Ius soli, quei riflessi fascisti in Parlamento
di MICHELE AINIS
DOPO un paio d’anni di stallo, con quella legge sepolta da migliaia di emendamenti, cominciavamo a sospettare che i nostri senatori fossero insensibili alla riforma della cittadinanza. Alleluia, ieri ci hanno offerto la prova contraria. Sono così sensibili da dover ricorrere agli antidolorifici, dopo una giostra di mischie, spinte, pestoni, dopo un andirivieni concitato verso l’infermeria di Palazzo Madama.

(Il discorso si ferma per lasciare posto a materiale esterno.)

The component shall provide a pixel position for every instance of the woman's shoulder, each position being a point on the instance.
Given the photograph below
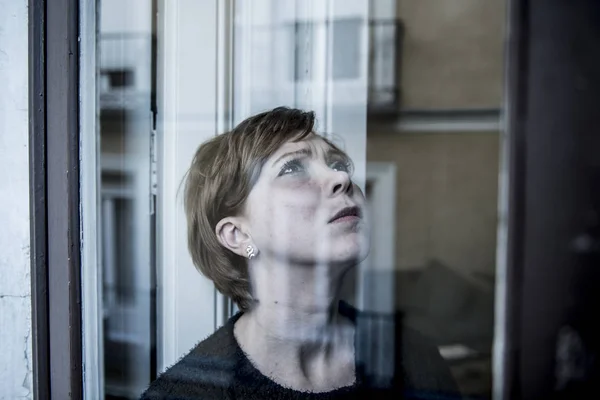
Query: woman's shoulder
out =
(207, 371)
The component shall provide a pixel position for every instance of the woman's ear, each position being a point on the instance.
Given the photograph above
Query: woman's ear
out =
(231, 236)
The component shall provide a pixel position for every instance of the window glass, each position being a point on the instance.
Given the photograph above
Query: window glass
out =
(409, 90)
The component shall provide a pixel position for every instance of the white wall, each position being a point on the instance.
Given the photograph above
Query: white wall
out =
(15, 295)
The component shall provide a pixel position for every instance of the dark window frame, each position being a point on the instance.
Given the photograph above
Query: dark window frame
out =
(54, 199)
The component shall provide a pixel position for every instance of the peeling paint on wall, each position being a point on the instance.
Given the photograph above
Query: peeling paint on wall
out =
(15, 289)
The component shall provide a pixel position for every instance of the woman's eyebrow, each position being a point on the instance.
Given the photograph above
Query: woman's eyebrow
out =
(305, 151)
(333, 152)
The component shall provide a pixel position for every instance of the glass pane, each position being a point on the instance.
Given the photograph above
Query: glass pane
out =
(125, 92)
(433, 147)
(410, 91)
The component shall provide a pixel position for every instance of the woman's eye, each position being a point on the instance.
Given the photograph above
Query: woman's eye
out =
(291, 167)
(342, 166)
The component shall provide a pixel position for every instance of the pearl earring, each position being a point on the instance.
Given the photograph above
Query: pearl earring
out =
(250, 251)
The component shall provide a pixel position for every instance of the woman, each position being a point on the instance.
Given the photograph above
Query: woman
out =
(275, 221)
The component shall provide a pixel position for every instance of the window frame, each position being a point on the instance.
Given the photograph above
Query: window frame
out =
(55, 199)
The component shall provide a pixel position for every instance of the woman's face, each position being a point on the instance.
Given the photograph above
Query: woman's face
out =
(305, 209)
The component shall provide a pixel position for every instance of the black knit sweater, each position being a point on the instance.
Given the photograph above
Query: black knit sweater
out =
(217, 368)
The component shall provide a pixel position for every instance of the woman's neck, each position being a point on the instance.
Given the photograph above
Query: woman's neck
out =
(294, 333)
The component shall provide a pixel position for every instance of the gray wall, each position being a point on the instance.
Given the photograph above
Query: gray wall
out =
(15, 295)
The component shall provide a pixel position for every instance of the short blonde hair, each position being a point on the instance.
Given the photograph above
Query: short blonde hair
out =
(223, 172)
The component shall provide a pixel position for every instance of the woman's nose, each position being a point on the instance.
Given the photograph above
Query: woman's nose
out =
(340, 183)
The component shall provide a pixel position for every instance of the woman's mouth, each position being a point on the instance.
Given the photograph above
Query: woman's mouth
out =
(346, 215)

Merito della Lega, che ha innescato la bagarre. Ma questo genere di spettacoli mortifica l’intero Parlamento, non soltanto chi se ne renda artefice. Perché non è in questione il diritto al dissenso, anche nelle sue forme estreme, anche con l’ostruzionismo che proprio le destre imbastirono da quegli stessi banchi, negli anni Settanta, contro le Regioni o contro la riforma della Rai. No, qui è in questione la buona creanza, categoria a quanto pare ormai obsoleta, come il “galateo parlamentare” di cui ancora si legge nei manuali di diritto. Eppure la prima seduta della Camera, a Roma, fu inaugurata da una votazione sul cappello: succedeva infatti che l’aula fosse ancora priva di termosifoni, sicché alcuni deputati chiesero di derogare al protocollo indossando un berretto di lana, per proteggersi dal freddo. E la presidenza mise ai voti la richiesta.

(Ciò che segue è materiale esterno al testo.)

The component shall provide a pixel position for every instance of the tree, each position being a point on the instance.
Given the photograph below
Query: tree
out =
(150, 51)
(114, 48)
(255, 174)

Altri tempi, altre tempre. Ma in tutta questa storia c’è un altro sapore del passato che ci sale alla gola, c’è come un déjà vu. C’è un riflesso fascista, proprio così. Non solo per i saluti romani che contemporaneamente s’impennavano a piazza Vidoni, a qualche metro di distanza dal Senato, per una manifestazione di Forza nuova. Non solo perché anche il fascismo additava lo straniero come nemico potenziale, tenendolo in un perenne stato d’incertezza circa la sua permanenza nel Paese. È fascista, in sé, la violenza (ahimè, da ieri pure fisica, oltre che verbale) opposta a una legge che l’Italia attende da un quarto di secolo, che ci era stata già promessa nella legislatura scorsa, che ha addensato 26 progetti di legge nel 2013, all’alba di questa legislatura.

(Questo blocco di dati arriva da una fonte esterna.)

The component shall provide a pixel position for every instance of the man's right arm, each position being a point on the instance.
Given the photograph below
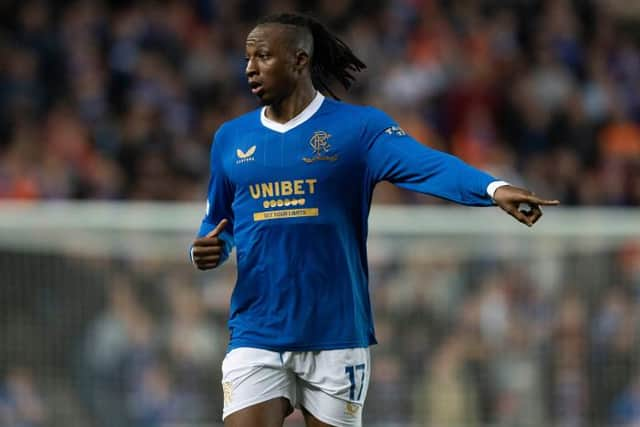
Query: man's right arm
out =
(215, 236)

Anche perché la proposta in discussione non è affatto un colabrodo. Allarga la cittadinanza, però la sottopone a condizioni e limiti stringenti. È il caso dello ius culturae, che trasforma i minori stranieri in italiani, purché abbiano fatto ingresso nel nostro territorio entro i 12 anni, e purché frequentino le nostre scuole per almeno cinque anni. Ma è anche il caso dello ius soli, che rovescia lo ius sanguinis (è cittadino chi sia figlio di un genitore italiano) cui s’ispira la legge in vigore. Significa che d’ora in poi la cittadinanza s’accompagnerebbe alla nascita nel territorio dello Stato, come avviene negli Usa e in varie altre contrade; tuttavia soltanto per chi abbia almeno un genitore munito del permesso di soggiorno dell’Unione europea.
D’altronde qual è l’alternativa a questa legge? Lo status quo, ovvero un doppio danno: alla sicurezza e alla giustizia. Quanto alla prima, non c’è dubbio che la minaccia terroristica sia figlia della separazione, non dell’integrazione; i muri lì per lì ti rassicurano, ma alla lunga sono scelte suicide. Quanto alla giustizia, ne circola ben poca in un sistema che tiene fuori dall’uscio un milione di ragazzi per lo più nati in Italia, iscritti in un istituto scolastico italiano, che tifano Juve o parlano in dialetto calabrese.
Potranno forse chiedere la cittadinanza più tardi, quando diventeranno grandicelli; ma con le norme vigenti servono dieci anni di residenza ininterrotta sul suolo italiano, che in pratica diventano perlomeno 13 anni. Nel frattempo a un cittadino bastano 30 giorni per rinnovare il passaporto, a uno straniero ne occorrono in media 291 per rinnovare il permesso di soggiorno. E gli immigrati regolari non votano però pagano le tasse, mentre gli italiani residenti all’estero votano senza pagare dazio.Insomma, mettiamoci rimedio. Per loro, ma dopotutto anche per noi: l’ingiustizia è un veleno che intossica tanto le vittime quanto gli assassini.